Wednesday, October 15, 2008

I might go to Iceland

Or at least, that was what I meant to post three days ago before I had to run out of town for two days and ended up not posting. I was going to tell you all about how the country just slammed into a brick wall and its currency has collapsed, thus making a cheap vacation (even for Americans!). Iceland is about the only country on Earth - that won't kill visitors - with a currency performing worse than the U.S. dollar.

But I can't post that now, because things have really, really deteriorated even in the last three days since my light-hearted, semi-serious post was going to go up. I mean, really bad. As in, they are starting to see grocery stores with no food on the shelves. Iceland is a country that imports everything...and that is bad when your currency collapses.
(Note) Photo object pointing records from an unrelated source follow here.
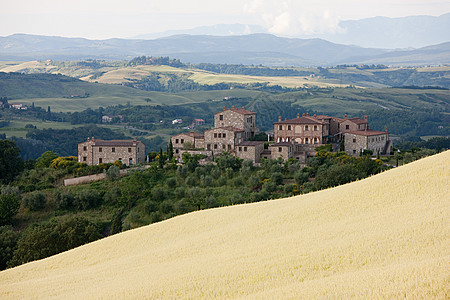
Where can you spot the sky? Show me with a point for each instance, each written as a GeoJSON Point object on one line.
{"type": "Point", "coordinates": [102, 19]}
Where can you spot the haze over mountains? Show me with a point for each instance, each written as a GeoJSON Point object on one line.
{"type": "Point", "coordinates": [377, 32]}
{"type": "Point", "coordinates": [242, 44]}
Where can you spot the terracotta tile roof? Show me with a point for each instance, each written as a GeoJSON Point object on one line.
{"type": "Point", "coordinates": [251, 143]}
{"type": "Point", "coordinates": [301, 120]}
{"type": "Point", "coordinates": [358, 121]}
{"type": "Point", "coordinates": [366, 132]}
{"type": "Point", "coordinates": [280, 144]}
{"type": "Point", "coordinates": [117, 143]}
{"type": "Point", "coordinates": [228, 128]}
{"type": "Point", "coordinates": [191, 134]}
{"type": "Point", "coordinates": [239, 110]}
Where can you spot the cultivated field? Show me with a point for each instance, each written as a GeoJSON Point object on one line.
{"type": "Point", "coordinates": [383, 237]}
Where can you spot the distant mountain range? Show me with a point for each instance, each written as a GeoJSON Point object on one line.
{"type": "Point", "coordinates": [377, 32]}
{"type": "Point", "coordinates": [255, 49]}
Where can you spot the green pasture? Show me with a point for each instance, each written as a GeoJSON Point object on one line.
{"type": "Point", "coordinates": [17, 127]}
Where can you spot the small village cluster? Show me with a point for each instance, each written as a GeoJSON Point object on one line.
{"type": "Point", "coordinates": [233, 131]}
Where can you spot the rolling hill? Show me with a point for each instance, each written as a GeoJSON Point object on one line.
{"type": "Point", "coordinates": [250, 49]}
{"type": "Point", "coordinates": [383, 237]}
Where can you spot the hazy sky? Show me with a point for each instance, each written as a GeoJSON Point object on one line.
{"type": "Point", "coordinates": [101, 19]}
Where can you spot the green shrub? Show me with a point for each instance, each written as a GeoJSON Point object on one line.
{"type": "Point", "coordinates": [8, 244]}
{"type": "Point", "coordinates": [9, 207]}
{"type": "Point", "coordinates": [34, 201]}
{"type": "Point", "coordinates": [86, 199]}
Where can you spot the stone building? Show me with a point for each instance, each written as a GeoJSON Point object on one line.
{"type": "Point", "coordinates": [302, 130]}
{"type": "Point", "coordinates": [237, 118]}
{"type": "Point", "coordinates": [191, 140]}
{"type": "Point", "coordinates": [96, 151]}
{"type": "Point", "coordinates": [357, 141]}
{"type": "Point", "coordinates": [285, 150]}
{"type": "Point", "coordinates": [295, 138]}
{"type": "Point", "coordinates": [250, 150]}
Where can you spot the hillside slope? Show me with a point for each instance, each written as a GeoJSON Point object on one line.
{"type": "Point", "coordinates": [385, 236]}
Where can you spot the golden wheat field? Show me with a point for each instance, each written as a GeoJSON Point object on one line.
{"type": "Point", "coordinates": [383, 237]}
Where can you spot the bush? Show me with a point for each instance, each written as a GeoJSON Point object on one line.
{"type": "Point", "coordinates": [8, 244]}
{"type": "Point", "coordinates": [113, 196]}
{"type": "Point", "coordinates": [276, 178]}
{"type": "Point", "coordinates": [9, 207]}
{"type": "Point", "coordinates": [301, 177]}
{"type": "Point", "coordinates": [64, 199]}
{"type": "Point", "coordinates": [86, 199]}
{"type": "Point", "coordinates": [113, 172]}
{"type": "Point", "coordinates": [40, 241]}
{"type": "Point", "coordinates": [34, 201]}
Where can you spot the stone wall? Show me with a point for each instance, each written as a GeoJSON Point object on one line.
{"type": "Point", "coordinates": [301, 133]}
{"type": "Point", "coordinates": [250, 151]}
{"type": "Point", "coordinates": [179, 140]}
{"type": "Point", "coordinates": [92, 154]}
{"type": "Point", "coordinates": [284, 150]}
{"type": "Point", "coordinates": [355, 143]}
{"type": "Point", "coordinates": [220, 139]}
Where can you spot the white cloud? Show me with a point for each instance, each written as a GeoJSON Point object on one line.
{"type": "Point", "coordinates": [291, 18]}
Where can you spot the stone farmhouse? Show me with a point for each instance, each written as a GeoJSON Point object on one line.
{"type": "Point", "coordinates": [96, 151]}
{"type": "Point", "coordinates": [233, 127]}
{"type": "Point", "coordinates": [295, 138]}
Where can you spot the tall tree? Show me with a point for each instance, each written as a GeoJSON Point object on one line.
{"type": "Point", "coordinates": [11, 164]}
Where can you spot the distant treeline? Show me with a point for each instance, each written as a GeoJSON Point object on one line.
{"type": "Point", "coordinates": [250, 70]}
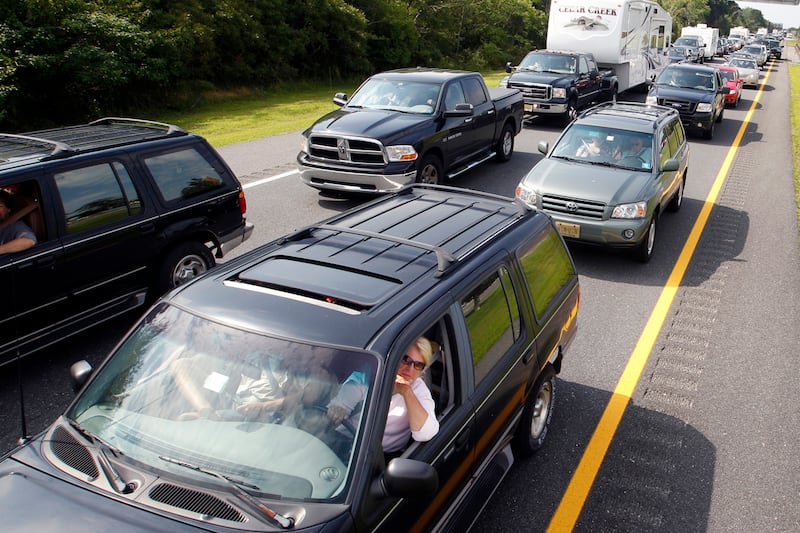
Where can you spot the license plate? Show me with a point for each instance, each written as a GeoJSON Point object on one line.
{"type": "Point", "coordinates": [569, 230]}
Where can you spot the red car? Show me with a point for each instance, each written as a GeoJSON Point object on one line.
{"type": "Point", "coordinates": [735, 82]}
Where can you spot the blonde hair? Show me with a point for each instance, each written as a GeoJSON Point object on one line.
{"type": "Point", "coordinates": [425, 349]}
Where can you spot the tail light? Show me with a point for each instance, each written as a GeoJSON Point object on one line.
{"type": "Point", "coordinates": [242, 203]}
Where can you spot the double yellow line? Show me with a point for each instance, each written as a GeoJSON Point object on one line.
{"type": "Point", "coordinates": [574, 498]}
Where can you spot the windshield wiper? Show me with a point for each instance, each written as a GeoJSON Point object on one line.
{"type": "Point", "coordinates": [100, 450]}
{"type": "Point", "coordinates": [236, 486]}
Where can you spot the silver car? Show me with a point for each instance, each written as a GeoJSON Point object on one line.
{"type": "Point", "coordinates": [748, 70]}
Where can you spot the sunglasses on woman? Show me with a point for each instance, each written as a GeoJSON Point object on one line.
{"type": "Point", "coordinates": [418, 365]}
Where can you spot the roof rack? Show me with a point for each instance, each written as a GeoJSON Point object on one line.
{"type": "Point", "coordinates": [59, 148]}
{"type": "Point", "coordinates": [444, 258]}
{"type": "Point", "coordinates": [171, 128]}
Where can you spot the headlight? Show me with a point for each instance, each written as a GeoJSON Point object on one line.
{"type": "Point", "coordinates": [528, 196]}
{"type": "Point", "coordinates": [401, 152]}
{"type": "Point", "coordinates": [637, 210]}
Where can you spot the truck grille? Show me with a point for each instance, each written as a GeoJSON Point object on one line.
{"type": "Point", "coordinates": [362, 152]}
{"type": "Point", "coordinates": [684, 108]}
{"type": "Point", "coordinates": [538, 91]}
{"type": "Point", "coordinates": [573, 207]}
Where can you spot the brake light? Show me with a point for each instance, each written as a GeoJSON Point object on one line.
{"type": "Point", "coordinates": [242, 203]}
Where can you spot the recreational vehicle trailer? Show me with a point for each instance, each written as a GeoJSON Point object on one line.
{"type": "Point", "coordinates": [629, 36]}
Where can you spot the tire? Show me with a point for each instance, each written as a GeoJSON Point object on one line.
{"type": "Point", "coordinates": [536, 415]}
{"type": "Point", "coordinates": [505, 145]}
{"type": "Point", "coordinates": [677, 200]}
{"type": "Point", "coordinates": [430, 170]}
{"type": "Point", "coordinates": [571, 112]}
{"type": "Point", "coordinates": [184, 263]}
{"type": "Point", "coordinates": [644, 250]}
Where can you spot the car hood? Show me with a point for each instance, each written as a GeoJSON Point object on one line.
{"type": "Point", "coordinates": [551, 78]}
{"type": "Point", "coordinates": [375, 123]}
{"type": "Point", "coordinates": [609, 185]}
{"type": "Point", "coordinates": [33, 501]}
{"type": "Point", "coordinates": [683, 94]}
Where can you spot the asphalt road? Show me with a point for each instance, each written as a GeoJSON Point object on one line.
{"type": "Point", "coordinates": [708, 439]}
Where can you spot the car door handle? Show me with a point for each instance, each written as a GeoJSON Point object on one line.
{"type": "Point", "coordinates": [460, 444]}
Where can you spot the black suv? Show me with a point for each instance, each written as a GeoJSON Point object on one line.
{"type": "Point", "coordinates": [122, 210]}
{"type": "Point", "coordinates": [327, 311]}
{"type": "Point", "coordinates": [696, 91]}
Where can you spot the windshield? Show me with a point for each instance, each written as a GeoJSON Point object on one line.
{"type": "Point", "coordinates": [540, 62]}
{"type": "Point", "coordinates": [744, 63]}
{"type": "Point", "coordinates": [397, 95]}
{"type": "Point", "coordinates": [238, 403]}
{"type": "Point", "coordinates": [606, 146]}
{"type": "Point", "coordinates": [687, 78]}
{"type": "Point", "coordinates": [687, 41]}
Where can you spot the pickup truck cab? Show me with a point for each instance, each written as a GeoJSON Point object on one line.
{"type": "Point", "coordinates": [560, 83]}
{"type": "Point", "coordinates": [410, 125]}
{"type": "Point", "coordinates": [325, 317]}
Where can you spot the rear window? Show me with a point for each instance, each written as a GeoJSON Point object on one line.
{"type": "Point", "coordinates": [183, 174]}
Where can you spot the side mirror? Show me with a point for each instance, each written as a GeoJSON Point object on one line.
{"type": "Point", "coordinates": [543, 147]}
{"type": "Point", "coordinates": [79, 374]}
{"type": "Point", "coordinates": [671, 165]}
{"type": "Point", "coordinates": [461, 110]}
{"type": "Point", "coordinates": [407, 478]}
{"type": "Point", "coordinates": [340, 99]}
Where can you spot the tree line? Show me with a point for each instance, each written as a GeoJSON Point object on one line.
{"type": "Point", "coordinates": [68, 61]}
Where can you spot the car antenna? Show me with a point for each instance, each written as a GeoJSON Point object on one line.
{"type": "Point", "coordinates": [23, 424]}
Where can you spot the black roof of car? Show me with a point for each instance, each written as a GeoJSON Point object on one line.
{"type": "Point", "coordinates": [628, 115]}
{"type": "Point", "coordinates": [18, 150]}
{"type": "Point", "coordinates": [437, 75]}
{"type": "Point", "coordinates": [352, 274]}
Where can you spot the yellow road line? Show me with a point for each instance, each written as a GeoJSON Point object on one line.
{"type": "Point", "coordinates": [574, 498]}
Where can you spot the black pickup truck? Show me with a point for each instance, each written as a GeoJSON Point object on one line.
{"type": "Point", "coordinates": [560, 83]}
{"type": "Point", "coordinates": [410, 125]}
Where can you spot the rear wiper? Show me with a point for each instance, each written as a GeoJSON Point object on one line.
{"type": "Point", "coordinates": [101, 448]}
{"type": "Point", "coordinates": [236, 486]}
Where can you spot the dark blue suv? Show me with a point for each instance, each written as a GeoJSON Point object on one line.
{"type": "Point", "coordinates": [320, 318]}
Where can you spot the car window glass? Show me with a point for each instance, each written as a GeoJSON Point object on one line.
{"type": "Point", "coordinates": [182, 174]}
{"type": "Point", "coordinates": [547, 268]}
{"type": "Point", "coordinates": [490, 313]}
{"type": "Point", "coordinates": [455, 95]}
{"type": "Point", "coordinates": [132, 196]}
{"type": "Point", "coordinates": [92, 197]}
{"type": "Point", "coordinates": [475, 93]}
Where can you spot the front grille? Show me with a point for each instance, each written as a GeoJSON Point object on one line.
{"type": "Point", "coordinates": [684, 108]}
{"type": "Point", "coordinates": [538, 91]}
{"type": "Point", "coordinates": [195, 501]}
{"type": "Point", "coordinates": [346, 150]}
{"type": "Point", "coordinates": [72, 452]}
{"type": "Point", "coordinates": [573, 207]}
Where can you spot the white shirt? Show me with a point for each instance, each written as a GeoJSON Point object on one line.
{"type": "Point", "coordinates": [398, 430]}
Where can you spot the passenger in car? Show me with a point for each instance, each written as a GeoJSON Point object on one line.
{"type": "Point", "coordinates": [411, 410]}
{"type": "Point", "coordinates": [15, 235]}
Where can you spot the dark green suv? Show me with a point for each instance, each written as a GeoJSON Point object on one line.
{"type": "Point", "coordinates": [122, 210]}
{"type": "Point", "coordinates": [611, 174]}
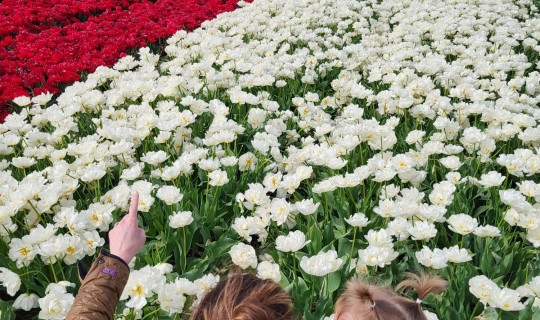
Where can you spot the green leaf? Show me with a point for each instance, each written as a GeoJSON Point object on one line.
{"type": "Point", "coordinates": [334, 281]}
{"type": "Point", "coordinates": [6, 311]}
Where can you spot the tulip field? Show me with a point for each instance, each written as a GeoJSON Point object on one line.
{"type": "Point", "coordinates": [309, 142]}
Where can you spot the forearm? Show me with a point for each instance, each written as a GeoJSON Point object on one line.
{"type": "Point", "coordinates": [100, 290]}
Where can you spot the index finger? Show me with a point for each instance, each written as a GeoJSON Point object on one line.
{"type": "Point", "coordinates": [132, 214]}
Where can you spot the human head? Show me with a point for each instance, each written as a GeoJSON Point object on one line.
{"type": "Point", "coordinates": [245, 297]}
{"type": "Point", "coordinates": [363, 301]}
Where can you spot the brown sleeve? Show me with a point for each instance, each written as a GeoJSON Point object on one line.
{"type": "Point", "coordinates": [100, 289]}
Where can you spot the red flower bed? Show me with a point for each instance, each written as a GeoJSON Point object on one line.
{"type": "Point", "coordinates": [32, 63]}
{"type": "Point", "coordinates": [18, 16]}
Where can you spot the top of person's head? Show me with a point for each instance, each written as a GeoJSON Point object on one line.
{"type": "Point", "coordinates": [245, 297]}
{"type": "Point", "coordinates": [364, 301]}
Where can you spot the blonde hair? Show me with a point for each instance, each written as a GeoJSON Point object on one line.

I might go now just to see a moment in history, but I'm not sure I'd be ready for what I find. If you're interested, you can get round trip tickets from Boston or New York for about $400 right now. They're desperate for people to go there and spend money (the price of a beer is down 70%).

2 comments:

Scott said...

There's some great news, though. Apparently Iceland's government talked with the loan sharks at the IMF, but instead decided to borrow a few billion from Russia.
I love that. The IMF smelled blood in the water when a very rich country ran into serious trouble. They probably thought they could regain some of the power they've lost recently. They still got rejected.

Rick said...

Indeed, Scott. And you have to wonder why the Russians would step in. I'm sure that deal has absolutely nothing to do with Keflavik Naval Air Station. Nothing at all.

If commodities prices were able to hold up, we'd be looking at the first destination in Cold War version 2.0.